She gave me a questioning look.

“That I needed you?”

“Mary.” She sat down in my rocker. “My sister-in-law’s in a bad way. I was traveling to her; her sons are with me. Mary saw us on the road.”

A handful of days ago, I gave Mrs. Fills the Pipe tea on my porch. When I realized that she was an agency squaw, I wanted her gone. And she wanted to be gone when she found out that I was an army man’s wife. She could have kept going when Mary ran down to the road and begged for help. She could have, but she didn’t. I wondered if I would have done the same for her.

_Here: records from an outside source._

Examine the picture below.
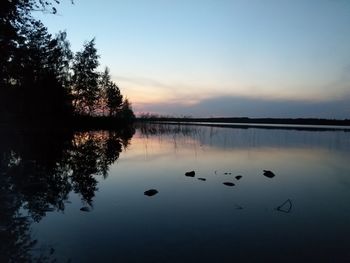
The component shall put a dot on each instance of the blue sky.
(272, 58)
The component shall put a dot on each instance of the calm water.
(79, 197)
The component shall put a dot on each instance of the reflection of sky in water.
(194, 221)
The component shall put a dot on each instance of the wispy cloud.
(248, 107)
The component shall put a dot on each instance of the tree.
(126, 112)
(85, 88)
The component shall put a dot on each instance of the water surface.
(79, 196)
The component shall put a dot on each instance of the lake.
(80, 196)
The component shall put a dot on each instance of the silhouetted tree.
(85, 79)
(126, 113)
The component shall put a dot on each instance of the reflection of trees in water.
(38, 170)
(151, 129)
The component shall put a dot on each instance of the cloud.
(253, 107)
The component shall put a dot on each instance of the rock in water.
(85, 209)
(151, 192)
(269, 174)
(190, 174)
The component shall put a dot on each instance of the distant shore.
(245, 120)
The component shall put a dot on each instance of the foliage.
(40, 77)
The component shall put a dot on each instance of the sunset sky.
(271, 58)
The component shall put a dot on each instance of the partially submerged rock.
(85, 209)
(286, 207)
(151, 192)
(190, 174)
(269, 174)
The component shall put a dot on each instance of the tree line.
(40, 76)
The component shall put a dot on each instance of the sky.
(211, 58)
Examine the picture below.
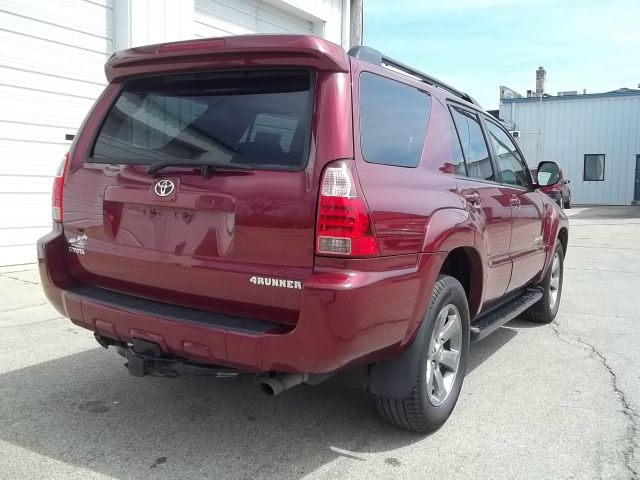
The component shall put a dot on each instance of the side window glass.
(473, 144)
(512, 168)
(393, 121)
(456, 153)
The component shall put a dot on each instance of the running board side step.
(494, 319)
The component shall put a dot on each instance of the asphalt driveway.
(558, 401)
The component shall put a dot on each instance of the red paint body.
(200, 246)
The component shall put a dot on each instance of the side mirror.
(548, 174)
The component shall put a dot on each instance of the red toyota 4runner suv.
(273, 205)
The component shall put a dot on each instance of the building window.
(593, 167)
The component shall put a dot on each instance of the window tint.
(473, 144)
(459, 166)
(512, 168)
(393, 121)
(252, 117)
(594, 167)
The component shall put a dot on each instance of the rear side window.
(474, 145)
(393, 121)
(260, 118)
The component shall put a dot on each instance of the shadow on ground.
(603, 213)
(86, 410)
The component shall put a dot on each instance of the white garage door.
(215, 18)
(51, 71)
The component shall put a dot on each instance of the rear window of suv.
(393, 121)
(260, 118)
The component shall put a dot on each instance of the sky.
(478, 45)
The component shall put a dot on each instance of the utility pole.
(356, 15)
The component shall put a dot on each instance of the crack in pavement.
(628, 411)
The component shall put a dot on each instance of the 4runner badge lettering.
(276, 282)
(78, 244)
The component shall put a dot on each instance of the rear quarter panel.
(403, 200)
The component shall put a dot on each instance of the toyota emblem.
(164, 187)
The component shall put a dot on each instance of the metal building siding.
(51, 71)
(217, 18)
(574, 127)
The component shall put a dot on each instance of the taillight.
(344, 225)
(58, 184)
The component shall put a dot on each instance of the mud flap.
(394, 378)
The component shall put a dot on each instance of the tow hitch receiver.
(146, 358)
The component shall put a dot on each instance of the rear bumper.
(347, 316)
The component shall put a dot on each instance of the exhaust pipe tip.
(268, 389)
(273, 386)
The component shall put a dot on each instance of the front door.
(527, 244)
(636, 196)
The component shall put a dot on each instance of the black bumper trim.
(176, 313)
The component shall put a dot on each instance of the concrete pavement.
(558, 401)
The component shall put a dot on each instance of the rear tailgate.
(232, 241)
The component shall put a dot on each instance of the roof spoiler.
(371, 55)
(239, 51)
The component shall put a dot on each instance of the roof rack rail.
(371, 55)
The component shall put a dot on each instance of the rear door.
(527, 244)
(485, 199)
(235, 238)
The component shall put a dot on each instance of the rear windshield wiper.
(207, 166)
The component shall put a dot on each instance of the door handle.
(473, 198)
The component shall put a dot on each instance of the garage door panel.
(33, 133)
(43, 81)
(19, 254)
(38, 55)
(51, 71)
(20, 210)
(92, 17)
(26, 184)
(38, 29)
(29, 158)
(213, 18)
(42, 108)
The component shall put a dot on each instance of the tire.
(547, 307)
(427, 408)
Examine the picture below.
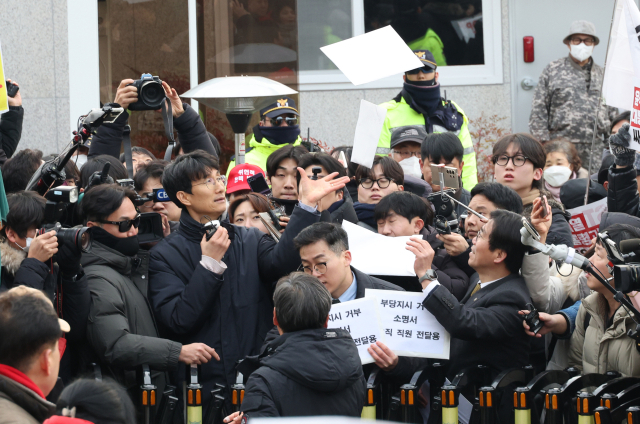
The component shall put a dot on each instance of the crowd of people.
(246, 274)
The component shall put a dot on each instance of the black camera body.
(150, 93)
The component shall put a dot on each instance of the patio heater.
(238, 97)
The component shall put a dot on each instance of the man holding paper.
(484, 325)
(420, 103)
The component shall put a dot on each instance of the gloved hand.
(619, 147)
(68, 260)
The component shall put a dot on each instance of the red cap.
(238, 177)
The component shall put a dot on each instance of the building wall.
(34, 39)
(332, 115)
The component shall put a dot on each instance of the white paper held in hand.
(360, 318)
(372, 56)
(409, 328)
(375, 254)
(368, 128)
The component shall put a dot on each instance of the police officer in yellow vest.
(420, 103)
(278, 127)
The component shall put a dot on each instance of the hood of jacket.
(105, 256)
(332, 351)
(11, 258)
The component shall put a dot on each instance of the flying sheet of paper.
(410, 329)
(372, 56)
(360, 318)
(375, 254)
(368, 128)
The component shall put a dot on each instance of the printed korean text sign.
(360, 318)
(585, 222)
(409, 329)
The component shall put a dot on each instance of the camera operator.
(38, 261)
(11, 126)
(191, 130)
(148, 178)
(599, 341)
(485, 198)
(218, 290)
(406, 214)
(339, 203)
(121, 332)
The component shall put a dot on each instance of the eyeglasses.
(589, 41)
(211, 182)
(277, 121)
(503, 160)
(320, 268)
(382, 182)
(424, 70)
(406, 155)
(124, 226)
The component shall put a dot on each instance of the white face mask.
(557, 175)
(581, 52)
(26, 248)
(411, 167)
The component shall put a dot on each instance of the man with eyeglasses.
(278, 127)
(420, 104)
(121, 331)
(565, 100)
(218, 290)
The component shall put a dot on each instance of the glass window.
(143, 37)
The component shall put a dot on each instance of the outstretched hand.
(311, 191)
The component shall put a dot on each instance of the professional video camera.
(58, 201)
(151, 94)
(51, 173)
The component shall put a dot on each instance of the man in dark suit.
(484, 326)
(324, 250)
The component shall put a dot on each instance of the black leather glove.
(68, 260)
(619, 147)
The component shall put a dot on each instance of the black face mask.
(281, 135)
(424, 95)
(128, 246)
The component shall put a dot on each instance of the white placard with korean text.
(409, 329)
(361, 319)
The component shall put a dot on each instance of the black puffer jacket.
(191, 132)
(286, 386)
(449, 274)
(622, 194)
(231, 312)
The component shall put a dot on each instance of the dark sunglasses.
(124, 226)
(277, 121)
(424, 70)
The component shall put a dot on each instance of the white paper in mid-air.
(375, 254)
(368, 128)
(409, 328)
(360, 318)
(372, 56)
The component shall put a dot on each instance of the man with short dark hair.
(278, 127)
(444, 149)
(30, 331)
(483, 326)
(17, 171)
(121, 331)
(405, 214)
(217, 290)
(339, 203)
(308, 370)
(282, 175)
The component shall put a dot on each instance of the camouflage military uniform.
(564, 105)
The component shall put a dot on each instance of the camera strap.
(167, 117)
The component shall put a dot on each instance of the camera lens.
(152, 94)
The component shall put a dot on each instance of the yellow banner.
(4, 102)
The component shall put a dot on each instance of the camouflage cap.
(582, 27)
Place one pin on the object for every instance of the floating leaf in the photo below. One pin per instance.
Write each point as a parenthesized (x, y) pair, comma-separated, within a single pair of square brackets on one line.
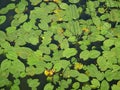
[(2, 19), (94, 54), (63, 5), (69, 52), (15, 87), (71, 13), (74, 1), (2, 36), (48, 86), (76, 85), (84, 54), (115, 87), (33, 83), (35, 2), (95, 83), (82, 78), (5, 65), (104, 85)]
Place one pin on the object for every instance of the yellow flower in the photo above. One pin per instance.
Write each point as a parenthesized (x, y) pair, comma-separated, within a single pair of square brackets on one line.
[(78, 66)]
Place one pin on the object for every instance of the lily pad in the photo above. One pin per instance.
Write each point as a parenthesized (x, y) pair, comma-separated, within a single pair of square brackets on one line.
[(69, 52), (2, 19)]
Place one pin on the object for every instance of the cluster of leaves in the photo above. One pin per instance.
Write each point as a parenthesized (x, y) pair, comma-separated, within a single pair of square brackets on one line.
[(75, 45)]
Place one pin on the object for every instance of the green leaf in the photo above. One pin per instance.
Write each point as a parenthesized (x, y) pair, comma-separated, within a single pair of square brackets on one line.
[(33, 83), (48, 86), (15, 87), (84, 54), (33, 40), (5, 65), (44, 49), (20, 19), (76, 85), (69, 52), (17, 67), (35, 2), (60, 64), (2, 19), (43, 25), (71, 13), (96, 21), (82, 78), (11, 55), (93, 72), (64, 44), (101, 61), (104, 85), (108, 42), (63, 5), (86, 87), (115, 87), (95, 83), (94, 54), (2, 36), (23, 52), (74, 1)]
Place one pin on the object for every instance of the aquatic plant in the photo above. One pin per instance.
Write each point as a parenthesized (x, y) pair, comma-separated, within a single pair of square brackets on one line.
[(60, 45)]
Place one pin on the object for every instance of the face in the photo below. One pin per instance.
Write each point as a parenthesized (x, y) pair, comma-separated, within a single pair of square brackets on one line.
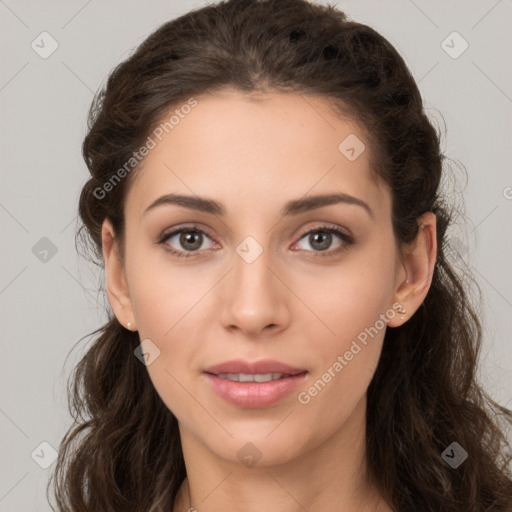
[(312, 287)]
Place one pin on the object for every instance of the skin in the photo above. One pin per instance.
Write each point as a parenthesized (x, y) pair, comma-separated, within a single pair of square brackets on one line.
[(253, 154)]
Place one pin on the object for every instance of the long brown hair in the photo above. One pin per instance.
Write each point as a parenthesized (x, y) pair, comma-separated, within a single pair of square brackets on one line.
[(123, 451)]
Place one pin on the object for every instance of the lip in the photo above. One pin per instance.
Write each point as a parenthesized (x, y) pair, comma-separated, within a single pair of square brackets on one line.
[(254, 367), (254, 395)]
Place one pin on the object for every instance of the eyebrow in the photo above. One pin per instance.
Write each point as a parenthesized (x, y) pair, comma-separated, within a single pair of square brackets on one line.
[(293, 207)]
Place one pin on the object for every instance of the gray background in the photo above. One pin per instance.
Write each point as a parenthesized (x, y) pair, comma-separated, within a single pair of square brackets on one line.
[(46, 306)]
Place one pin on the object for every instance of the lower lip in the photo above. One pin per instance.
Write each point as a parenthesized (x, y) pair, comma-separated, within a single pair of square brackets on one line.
[(254, 395)]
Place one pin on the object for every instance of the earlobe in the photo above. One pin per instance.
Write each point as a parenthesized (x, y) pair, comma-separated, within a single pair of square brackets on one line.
[(418, 261), (117, 289)]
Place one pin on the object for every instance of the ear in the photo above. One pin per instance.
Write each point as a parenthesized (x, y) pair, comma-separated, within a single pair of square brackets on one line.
[(415, 271), (117, 288)]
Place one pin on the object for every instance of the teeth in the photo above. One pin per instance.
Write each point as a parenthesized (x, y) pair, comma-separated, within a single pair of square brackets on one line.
[(247, 377)]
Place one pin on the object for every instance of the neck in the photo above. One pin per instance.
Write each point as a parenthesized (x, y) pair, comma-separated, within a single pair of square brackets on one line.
[(329, 477)]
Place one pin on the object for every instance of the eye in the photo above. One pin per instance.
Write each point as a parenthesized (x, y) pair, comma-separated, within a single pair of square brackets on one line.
[(189, 238), (321, 238)]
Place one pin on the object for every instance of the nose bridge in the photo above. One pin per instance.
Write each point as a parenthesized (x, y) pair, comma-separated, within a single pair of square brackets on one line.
[(253, 300)]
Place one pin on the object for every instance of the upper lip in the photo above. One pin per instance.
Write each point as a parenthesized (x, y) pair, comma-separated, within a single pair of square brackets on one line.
[(254, 367)]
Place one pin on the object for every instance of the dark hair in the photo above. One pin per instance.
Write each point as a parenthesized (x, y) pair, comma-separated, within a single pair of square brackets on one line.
[(424, 394)]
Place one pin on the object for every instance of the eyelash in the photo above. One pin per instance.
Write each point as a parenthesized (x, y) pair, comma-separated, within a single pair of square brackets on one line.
[(346, 239)]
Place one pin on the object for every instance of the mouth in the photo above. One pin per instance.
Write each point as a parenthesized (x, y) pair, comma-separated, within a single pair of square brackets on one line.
[(249, 377), (254, 385)]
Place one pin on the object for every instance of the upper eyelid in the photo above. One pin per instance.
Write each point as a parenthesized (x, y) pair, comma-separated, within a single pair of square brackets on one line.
[(326, 225)]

“These boys with you,” I said. “Same ones as before?”

“Yes.”

A few days ago, Mary walked with Franklin and it had made her eyes dance. I hoped that she was walking with him now. I hoped that it lightened her heart. I hoped it did the same for him.

I said, “She’s dying? Their mother?”

Mrs. Fills the Pipe stopped rocking. “I believe so.”

“Leaving her boys,” I said.

Mrs. Fills the Pipe nodded and then set the rocker going again. It wobbled some. The chair had been moved from the slight grooves in the floor that I’d worn from rocking Alise and Emma. Setting the chair right didn’t matter anymore. My baby didn’t need rocking.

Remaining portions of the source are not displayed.